FRANKFORT – The application to become a Kentucky notary public is now online at sos.ky.gov, Secretary of State Alison Lundergan Grimes announced Wednesday. Nearly 500 online applications have already been submitted.
A notary public is a public servant appointed by state government to witness the signing of documents and to administer oaths. Kentucky residents and non-residents may apply to be notaries to perform notarial acts within the state of Kentucky, but these documents may be sent to other states for recording. More than 80,000 people are Kentucky notaries.
“One of the hallmarks of my administration in the Secretary of State’s office is modernization,” Grimes said. “And we continue to push forward to streamline and update government processes, especially when it comes to offering services online. For too long state government has moved at the speed of paper, so it was time we brought notary applications online.”
Grimes’ commitment to Kentucky notary modernization extends to legislation being considered in the 2017 Kentucky General Assembly. On Grimes’ behalf, Rep. Jody Richards (D-Bowling Green) filed House Bill 218, which would update Kentucky’s notary laws with standardized statutes adopted by the Uniform Law Commission. Senate Bill 66, sponsored by Sen. Julie Raque Adams (R-Louisville), would allow Grimes’ office to initiate a pilot program in certain counties to record electronic documents with a notarial act.

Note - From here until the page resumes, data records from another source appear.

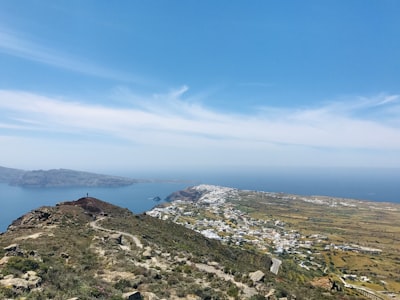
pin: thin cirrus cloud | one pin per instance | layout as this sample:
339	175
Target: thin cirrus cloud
12	43
161	120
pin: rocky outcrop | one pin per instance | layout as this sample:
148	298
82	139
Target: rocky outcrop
30	280
257	276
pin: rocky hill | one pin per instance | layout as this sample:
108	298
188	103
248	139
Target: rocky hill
62	178
90	249
332	243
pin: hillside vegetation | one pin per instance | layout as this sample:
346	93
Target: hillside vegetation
91	249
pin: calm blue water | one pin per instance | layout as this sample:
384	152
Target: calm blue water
16	201
366	184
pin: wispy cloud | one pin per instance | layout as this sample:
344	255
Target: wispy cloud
15	44
169	120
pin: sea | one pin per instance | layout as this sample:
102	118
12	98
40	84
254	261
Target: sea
381	185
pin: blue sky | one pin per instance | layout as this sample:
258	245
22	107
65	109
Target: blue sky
101	85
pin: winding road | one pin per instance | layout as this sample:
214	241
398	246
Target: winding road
136	241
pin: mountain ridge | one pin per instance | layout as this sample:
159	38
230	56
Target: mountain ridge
92	249
62	178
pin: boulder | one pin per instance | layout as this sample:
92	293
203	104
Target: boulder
134	295
257	276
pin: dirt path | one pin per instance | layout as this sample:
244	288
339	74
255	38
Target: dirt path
248	291
136	241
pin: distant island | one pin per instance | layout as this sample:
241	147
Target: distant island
63	178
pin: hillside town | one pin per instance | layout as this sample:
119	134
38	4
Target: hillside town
215	214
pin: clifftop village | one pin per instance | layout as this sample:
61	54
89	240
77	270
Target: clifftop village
216	217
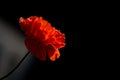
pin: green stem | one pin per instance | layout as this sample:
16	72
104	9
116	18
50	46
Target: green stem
15	67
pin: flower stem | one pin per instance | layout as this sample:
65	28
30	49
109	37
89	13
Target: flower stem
15	67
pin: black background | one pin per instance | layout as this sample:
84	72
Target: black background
73	21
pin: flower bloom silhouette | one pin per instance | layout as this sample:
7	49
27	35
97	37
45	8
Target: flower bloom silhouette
41	38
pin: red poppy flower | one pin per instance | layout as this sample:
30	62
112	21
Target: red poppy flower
41	38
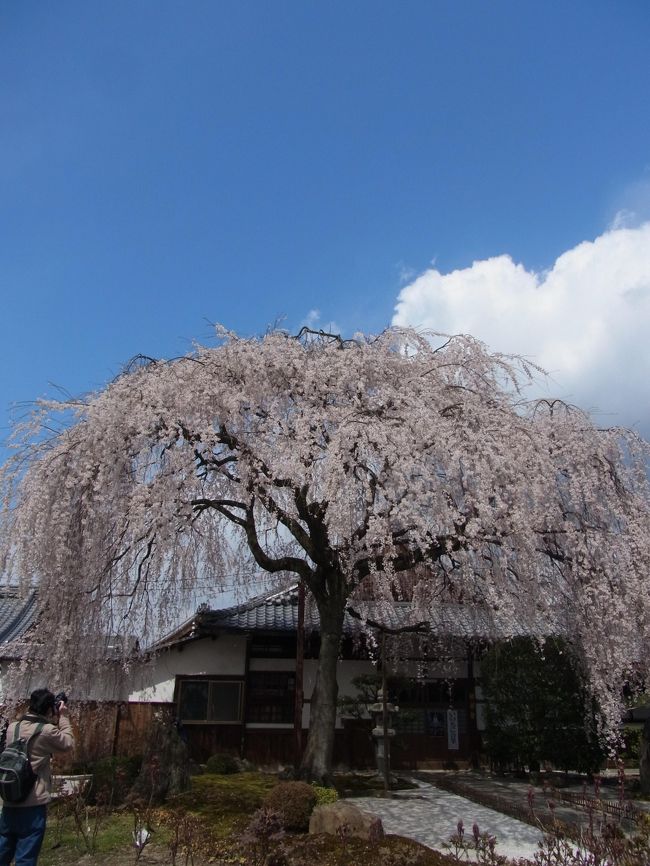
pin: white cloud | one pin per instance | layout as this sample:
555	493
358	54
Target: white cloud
586	320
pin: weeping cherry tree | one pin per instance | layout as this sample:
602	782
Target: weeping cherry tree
344	464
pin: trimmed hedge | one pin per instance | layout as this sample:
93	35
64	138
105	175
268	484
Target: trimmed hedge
295	802
222	765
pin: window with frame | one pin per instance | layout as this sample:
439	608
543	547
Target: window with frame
210	701
271	697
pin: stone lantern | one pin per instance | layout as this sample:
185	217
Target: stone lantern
382	732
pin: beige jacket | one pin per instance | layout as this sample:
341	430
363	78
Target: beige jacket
53	738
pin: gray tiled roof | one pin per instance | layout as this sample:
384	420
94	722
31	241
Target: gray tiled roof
17	614
277	611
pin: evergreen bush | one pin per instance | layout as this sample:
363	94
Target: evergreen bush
295	802
222	764
324	796
538	708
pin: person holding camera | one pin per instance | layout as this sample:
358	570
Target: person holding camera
22	825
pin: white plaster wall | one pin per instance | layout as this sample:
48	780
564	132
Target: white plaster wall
221	657
452	669
346	670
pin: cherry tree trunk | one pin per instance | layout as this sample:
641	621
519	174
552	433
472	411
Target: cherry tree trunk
317	759
644	759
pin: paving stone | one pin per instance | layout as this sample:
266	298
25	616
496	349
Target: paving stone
430	816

“This kind of legislation is common sense in 2017. More transactions than we can count are conducted online, including in banking, commerce, real estate, taxes, and many more. If we don’t start now, Kentucky will soon be left behind in allowing electronic notarization of documents. I wholeheartedly support Senate Bill 66 and hope the General Assembly will act to make this legislation law,” Grimes said.
Nearly half the states allow for electronic notarizations.
Grimes, as part of her duties with the National Association of Secretaries of State, co-chairs a task force studying remote notarization, examining the concept that notarial acts requiring “personal appearance” might soon be extended to remote/video technologies.